Storage Architecture
We use Redis for storing Core Memories and Qdrant (a vector database) for storing General Memories.
To understand why, we need to understand how these memories are retrieved.
General Memories are vector search results derived from the query prepared by the memory retrieval request payload. Since vector search using cosine similarity is such a core operation in our memory layer, it was best to use Qdrant as our vector DB. It stores the text and the embeddings, executing the cosine similarity in Rust itself to output search results in a few milliseconds.
Core Memories are always part of the response and don't need to be extracted selectively based on the user query. Since they must be retrieved on every memory request, we needed a solution with extremely fast read times. Redis is the industry standard for this, making it the obvious choice as our key-value store for a user's core memories. The user ID is the key, and the value is a list of core memories.
Idempotency Checks
Each memory ID is a SHA hash of the userID + memory_text. This virtually guarantees that the exact same memory text cannot be stored twice for one user.

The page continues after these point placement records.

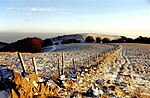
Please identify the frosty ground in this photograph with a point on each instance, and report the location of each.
(128, 69)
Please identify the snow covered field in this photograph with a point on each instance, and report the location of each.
(47, 62)
(121, 73)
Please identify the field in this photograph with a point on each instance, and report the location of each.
(89, 70)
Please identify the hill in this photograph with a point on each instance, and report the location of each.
(81, 37)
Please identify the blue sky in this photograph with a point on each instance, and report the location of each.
(119, 17)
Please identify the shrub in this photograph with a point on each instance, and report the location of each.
(98, 39)
(105, 40)
(32, 45)
(47, 42)
(89, 39)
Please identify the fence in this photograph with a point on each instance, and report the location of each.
(90, 62)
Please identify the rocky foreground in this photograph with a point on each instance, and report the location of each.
(114, 76)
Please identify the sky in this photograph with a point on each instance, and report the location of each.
(113, 17)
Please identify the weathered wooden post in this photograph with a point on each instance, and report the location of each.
(74, 65)
(22, 62)
(82, 62)
(34, 64)
(62, 71)
(89, 60)
(97, 59)
(59, 73)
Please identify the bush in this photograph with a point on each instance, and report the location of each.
(105, 40)
(98, 39)
(47, 42)
(89, 39)
(70, 41)
(32, 45)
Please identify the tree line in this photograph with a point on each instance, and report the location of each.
(35, 44)
(122, 39)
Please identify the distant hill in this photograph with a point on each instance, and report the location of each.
(2, 44)
(81, 37)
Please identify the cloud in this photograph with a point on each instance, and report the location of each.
(42, 9)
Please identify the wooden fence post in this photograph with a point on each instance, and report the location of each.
(89, 60)
(22, 62)
(34, 64)
(59, 73)
(62, 71)
(82, 61)
(74, 65)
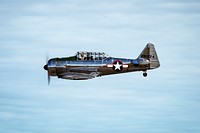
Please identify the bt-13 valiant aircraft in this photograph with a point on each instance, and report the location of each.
(88, 65)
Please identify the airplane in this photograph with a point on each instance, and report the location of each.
(88, 65)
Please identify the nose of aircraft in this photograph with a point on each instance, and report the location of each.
(45, 67)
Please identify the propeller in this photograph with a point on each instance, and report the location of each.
(46, 68)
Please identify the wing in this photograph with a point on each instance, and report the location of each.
(79, 73)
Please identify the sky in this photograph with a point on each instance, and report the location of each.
(166, 101)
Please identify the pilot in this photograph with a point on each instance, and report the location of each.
(88, 56)
(82, 56)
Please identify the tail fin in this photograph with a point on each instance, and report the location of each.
(150, 54)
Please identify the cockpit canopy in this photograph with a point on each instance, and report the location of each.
(91, 55)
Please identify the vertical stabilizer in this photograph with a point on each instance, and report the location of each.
(150, 54)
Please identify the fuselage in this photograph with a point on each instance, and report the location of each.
(87, 65)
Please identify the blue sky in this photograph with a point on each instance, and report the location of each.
(168, 100)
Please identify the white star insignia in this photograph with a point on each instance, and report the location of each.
(117, 66)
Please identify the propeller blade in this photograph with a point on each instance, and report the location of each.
(46, 68)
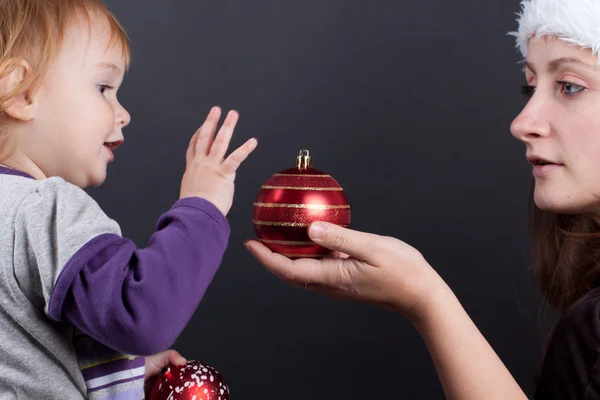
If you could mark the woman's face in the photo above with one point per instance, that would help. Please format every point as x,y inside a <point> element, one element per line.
<point>560,126</point>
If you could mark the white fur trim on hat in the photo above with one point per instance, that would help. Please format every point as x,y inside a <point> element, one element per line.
<point>574,21</point>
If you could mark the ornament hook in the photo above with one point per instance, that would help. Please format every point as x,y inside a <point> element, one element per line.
<point>304,160</point>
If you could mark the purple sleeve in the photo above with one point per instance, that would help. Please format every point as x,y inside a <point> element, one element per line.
<point>138,301</point>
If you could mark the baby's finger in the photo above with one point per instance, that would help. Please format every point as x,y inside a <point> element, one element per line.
<point>221,142</point>
<point>206,132</point>
<point>191,150</point>
<point>232,163</point>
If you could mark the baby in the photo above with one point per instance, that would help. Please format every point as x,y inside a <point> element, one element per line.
<point>79,304</point>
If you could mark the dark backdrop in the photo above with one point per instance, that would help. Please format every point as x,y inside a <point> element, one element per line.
<point>408,105</point>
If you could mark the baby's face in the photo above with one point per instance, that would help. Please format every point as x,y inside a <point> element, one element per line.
<point>78,118</point>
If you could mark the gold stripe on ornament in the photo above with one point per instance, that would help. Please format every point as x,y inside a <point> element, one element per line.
<point>301,188</point>
<point>286,242</point>
<point>286,224</point>
<point>303,255</point>
<point>308,206</point>
<point>307,175</point>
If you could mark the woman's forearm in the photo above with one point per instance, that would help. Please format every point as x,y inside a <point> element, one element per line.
<point>466,364</point>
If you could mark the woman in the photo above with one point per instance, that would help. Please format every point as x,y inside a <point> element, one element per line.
<point>560,127</point>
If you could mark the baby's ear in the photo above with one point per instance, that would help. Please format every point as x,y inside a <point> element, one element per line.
<point>15,98</point>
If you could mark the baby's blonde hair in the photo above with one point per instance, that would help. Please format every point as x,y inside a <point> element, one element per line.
<point>33,30</point>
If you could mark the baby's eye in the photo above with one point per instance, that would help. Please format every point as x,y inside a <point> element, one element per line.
<point>103,88</point>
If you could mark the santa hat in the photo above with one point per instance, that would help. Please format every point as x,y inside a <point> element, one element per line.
<point>574,21</point>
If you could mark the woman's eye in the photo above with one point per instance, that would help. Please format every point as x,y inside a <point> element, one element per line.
<point>528,90</point>
<point>569,89</point>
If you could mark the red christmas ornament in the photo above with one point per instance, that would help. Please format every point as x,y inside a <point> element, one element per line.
<point>290,201</point>
<point>191,381</point>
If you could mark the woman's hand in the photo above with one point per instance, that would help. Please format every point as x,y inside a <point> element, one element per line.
<point>377,269</point>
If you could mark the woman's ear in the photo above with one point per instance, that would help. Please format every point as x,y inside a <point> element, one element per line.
<point>17,101</point>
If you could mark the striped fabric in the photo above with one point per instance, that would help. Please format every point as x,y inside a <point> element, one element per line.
<point>109,375</point>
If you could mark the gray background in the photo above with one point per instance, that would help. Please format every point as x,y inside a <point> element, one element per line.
<point>408,105</point>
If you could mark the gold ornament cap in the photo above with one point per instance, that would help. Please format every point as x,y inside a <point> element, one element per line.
<point>304,160</point>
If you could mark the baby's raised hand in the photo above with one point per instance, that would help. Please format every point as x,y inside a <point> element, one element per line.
<point>208,174</point>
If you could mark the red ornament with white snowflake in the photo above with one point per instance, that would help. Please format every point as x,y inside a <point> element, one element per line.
<point>191,381</point>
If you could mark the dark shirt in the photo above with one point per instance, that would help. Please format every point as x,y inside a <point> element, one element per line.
<point>571,367</point>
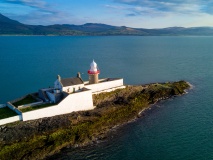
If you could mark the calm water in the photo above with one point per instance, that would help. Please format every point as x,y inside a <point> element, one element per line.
<point>180,128</point>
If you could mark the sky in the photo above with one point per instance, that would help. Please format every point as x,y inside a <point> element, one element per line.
<point>130,13</point>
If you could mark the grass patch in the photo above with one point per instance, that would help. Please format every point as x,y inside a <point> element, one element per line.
<point>6,113</point>
<point>115,108</point>
<point>27,100</point>
<point>36,107</point>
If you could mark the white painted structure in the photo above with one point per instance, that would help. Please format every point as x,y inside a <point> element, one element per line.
<point>78,101</point>
<point>73,93</point>
<point>10,119</point>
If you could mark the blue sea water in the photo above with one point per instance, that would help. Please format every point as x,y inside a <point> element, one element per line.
<point>176,129</point>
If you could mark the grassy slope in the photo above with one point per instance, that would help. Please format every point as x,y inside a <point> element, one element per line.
<point>6,113</point>
<point>112,109</point>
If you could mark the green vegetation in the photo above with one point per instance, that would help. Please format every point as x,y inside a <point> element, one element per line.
<point>35,107</point>
<point>27,100</point>
<point>114,108</point>
<point>6,113</point>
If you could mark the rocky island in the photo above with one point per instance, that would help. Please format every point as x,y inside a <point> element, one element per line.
<point>42,138</point>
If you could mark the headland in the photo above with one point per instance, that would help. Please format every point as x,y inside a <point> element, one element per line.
<point>42,138</point>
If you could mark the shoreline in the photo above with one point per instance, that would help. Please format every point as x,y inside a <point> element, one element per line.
<point>78,129</point>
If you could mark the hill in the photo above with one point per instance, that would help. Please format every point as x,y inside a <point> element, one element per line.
<point>12,27</point>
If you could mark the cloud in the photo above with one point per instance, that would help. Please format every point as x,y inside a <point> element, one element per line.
<point>38,12</point>
<point>168,6</point>
<point>40,4</point>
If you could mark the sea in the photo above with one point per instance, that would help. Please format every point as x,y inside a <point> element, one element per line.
<point>180,128</point>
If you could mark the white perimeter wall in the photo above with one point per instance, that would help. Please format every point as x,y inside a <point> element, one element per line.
<point>105,85</point>
<point>73,102</point>
<point>10,120</point>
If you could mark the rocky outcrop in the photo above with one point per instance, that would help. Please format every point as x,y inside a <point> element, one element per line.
<point>39,138</point>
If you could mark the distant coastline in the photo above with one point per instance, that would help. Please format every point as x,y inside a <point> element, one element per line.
<point>15,28</point>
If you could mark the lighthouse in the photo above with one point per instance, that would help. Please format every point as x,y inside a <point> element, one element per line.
<point>93,73</point>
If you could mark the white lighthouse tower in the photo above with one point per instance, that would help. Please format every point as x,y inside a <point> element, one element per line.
<point>93,73</point>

If the memory text is even slightly different (which is highly plausible in LLM-generated memories), it will produce a different hash. However, the continual memory updation and pruning protocols ensure this never becomes an issue, as the memory state is constantly curated by thinking LLMs to replace outdated or conflicting context.
Optimizing Retrieval Latency and Compute
Each Qdrant payload contains the userID as a Field Index, making user ID-based lookups happen in O(1) time.This is done to ensure strict isolation and speed.
Furthermore, Qdrant uses its gRPC interface as the default client in its Golang SDK. This makes overall retrieval significantly faster by completely stripping out the latency and compute overhead associated with serializing and decoding JSON payloads in REST.
Retrieval Quality
Qdrant features built-in Hybrid RAG support via Reciprocal Rank Fusion (RRF). By natively supporting sparse vectors alongside dense embeddings and combining them with RRF, the system significantly increases output quality. We talk about this at length on the memory retrieval page.